Later, at his Ascension, Jesus instructs his disciples to remain in Jerusalem until they are clothed with power from on high with the Spirit of Truth who will teach them everything and remind them of all he has told them. Unlike Pilate, the disciples listen to Jesus and obey him. Some 120 persons (including the apostles, the Virgin Mary, some women, and some male relatives of Jesus) gather together and all devote themselves to prayer. They pray for nine days—the Church’s first novena, and on the tenth day, on the Jewish feast of first fruits called Pentecost, the Holy Spirit, the Spirit of Truth, comes and fills them.

St. Peter PreachingOnce the Spirit’s fire touches their heads, the disciples know what to say and they are unafraid to say it. Previously they had been hiding behind locked doors, but now they go out into Jerusalem’s crowded streets praising and preaching Jesus. This new-found wisdom and courage are gifts from the Holy Spirit, who empowers them to begin reaping the Church’s first fruits from the world. Observe well what the disciples do, for we are called to do the same: they listen to Jesus and obey him, they gather together and pray, they receive the Holy Spirit’s inspiration and gifts, and then they go forth to speak and act powerfully in the world.
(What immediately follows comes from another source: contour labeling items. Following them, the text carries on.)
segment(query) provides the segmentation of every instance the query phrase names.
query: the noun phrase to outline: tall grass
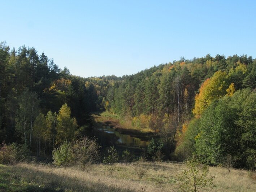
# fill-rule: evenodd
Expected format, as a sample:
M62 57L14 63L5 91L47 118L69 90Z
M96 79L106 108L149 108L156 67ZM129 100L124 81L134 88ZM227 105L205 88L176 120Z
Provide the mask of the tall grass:
M133 163L117 163L111 176L107 166L103 164L93 165L85 171L75 167L56 167L43 163L0 165L0 191L177 191L177 175L185 169L183 164L140 163L147 170L141 179L136 175ZM216 186L213 191L256 191L255 180L248 171L231 169L229 173L227 169L218 167L210 167L209 170L212 175L215 175L213 182Z

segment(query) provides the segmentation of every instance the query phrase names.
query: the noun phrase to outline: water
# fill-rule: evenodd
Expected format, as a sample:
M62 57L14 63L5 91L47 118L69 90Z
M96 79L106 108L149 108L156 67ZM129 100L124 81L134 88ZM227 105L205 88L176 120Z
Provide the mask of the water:
M105 140L115 143L116 144L125 145L129 147L139 147L142 148L147 147L148 141L143 141L139 138L132 137L120 133L109 126L103 126L101 128L96 128L95 136L99 140Z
In the Gospel of John, on the last and greatest day of one of the Jewish feasts, Jesus stands up in the temple area and exclaims, “Let anyone who thirsts come to me and drink. Whoever believes in me, as scripture says: ‘Rivers of living water will flow from within him.’” Here the Gospel writer adds: “He said this in reference to the Spirit that those who came to believe in him were to receive.”

The Holy Spirit is our River of Living Water. As trees planted beside him we will prosper, and by being rooted in him we will prevail against adversity. In Holy Mass let us pray to receive the Spirit wholeheartedly and to be clothed with his power. And then, filled with the Spirit of Truth, even if the whole world tells us to move, we will have the words and courage to stand our ground. By the Holy Spirit, we can be heroes for this world in desperate need of heroes, in the likeness of Captain America, St. Thomas More, and the apostles after Pentecost.